= Heinz Giegerich =

Heinz Joachim Giegerich is a Scottish linguist of German nationality, and Emeritus Professor of English Linguistics in the School of Philosophy, Psychology and Language Science of the University of Edinburgh, Scotland.

==Biography==
Born 1952 in Aachen (Germany) and brought up in the nearby town of Eschweiler, Professor Giegerich studied English Linguistics, General Linguistics, English Literature and Journalism at the University of Mainz, graduating Magister Artium in 1978 under the supervision of Professors Klaus Faiss and Gerhard Wahrig. He joined the University of Edinburgh in 1979 as a lecturer and completed his PhD (Aspects of Metrical Phonology: German and English) there in 1983 under the supervision of John M Anderson. He was Associate Dean (Postgraduate) in the Faculty of Arts from 2000 to 2003 and Head of the Department of English Language from 2001 until its merger with Linguistics in 2005. He was the Director of the university's Angus McIntosh Centre for Historical Linguistics from 2012 to 2018 and retired from the university in 2019. He was a Trustee of the Scottish Language Dictionaries until 2024 and is an Honorary Member of the Angus McIntosh Centre and a Fellow of the Royal Society of Edinburgh . He lives in Innerleithen in the Scottish Borders.

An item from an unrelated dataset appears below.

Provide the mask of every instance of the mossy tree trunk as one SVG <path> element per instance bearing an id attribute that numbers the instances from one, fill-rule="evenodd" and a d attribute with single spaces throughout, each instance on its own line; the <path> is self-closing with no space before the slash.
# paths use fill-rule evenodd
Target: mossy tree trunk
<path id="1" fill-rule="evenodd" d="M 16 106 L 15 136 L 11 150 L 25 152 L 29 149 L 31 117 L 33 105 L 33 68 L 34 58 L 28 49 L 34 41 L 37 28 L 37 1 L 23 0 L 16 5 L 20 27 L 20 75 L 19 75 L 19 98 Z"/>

His research and teaching focused on phonological and morphological theory, especially in relation to English and German. His particular research interests have included the following:
- the representation of prosodic structure (syllable structure, stress, rhythm) within the theory of Metrical Phonology
- stress, poetic metre and more generally aspects of prosodic structure in the history of English
- the status of orthography in phonological structures, and in phonological theory in general
- the distinction between 'lexical' and 'postlexical' phenomena, both in morphology and phonology
- the theory of "base-driven lexical stratification", which he developed in the 1990s
- the interfaces of the morphology with the phonology and the syntax
- the study of morphological and syntactic phenomena which suggest that lexical levels, as well as the morphology and the syntax, are not discrete modules of the grammar but overlap with each other
- the analysis of compound words within the theory of Lexicalism

Heinz Giegerich is the founder of the Edinburgh Textbooks on the English Language and was the General Editor of the series until 2024. He was one of the founding Editors (with Laurie Bauer and Gregory Stump) of the linguistic morphology journal, Word Structure.

==Publications==
His major publications include the following:
- Metrical phonology and phonological structure: German and English (= Cambridge Studies in Linguistics; 43). Cambridge: Cambridge University Press, 1985.
- English phonology: an introduction (Cambridge Textbooks in Linguistics). Cambridge: Cambridge University Press, 1992. [Korean translation, Yong ô um sông um un ron. Seoul: Han-shin Publishing Co., 1996.]
- Lexical strata in English: morphological causes, phonological effects (Cambridge Studies in Linguistics; 89). Cambridge: Cambridge University Press, 1999.
- Lexical structures: compounding and the modules of grammar (Edinburgh Studies in Theoretical Linguistics; 1). Edinburgh: Edinburgh University Press, 2015.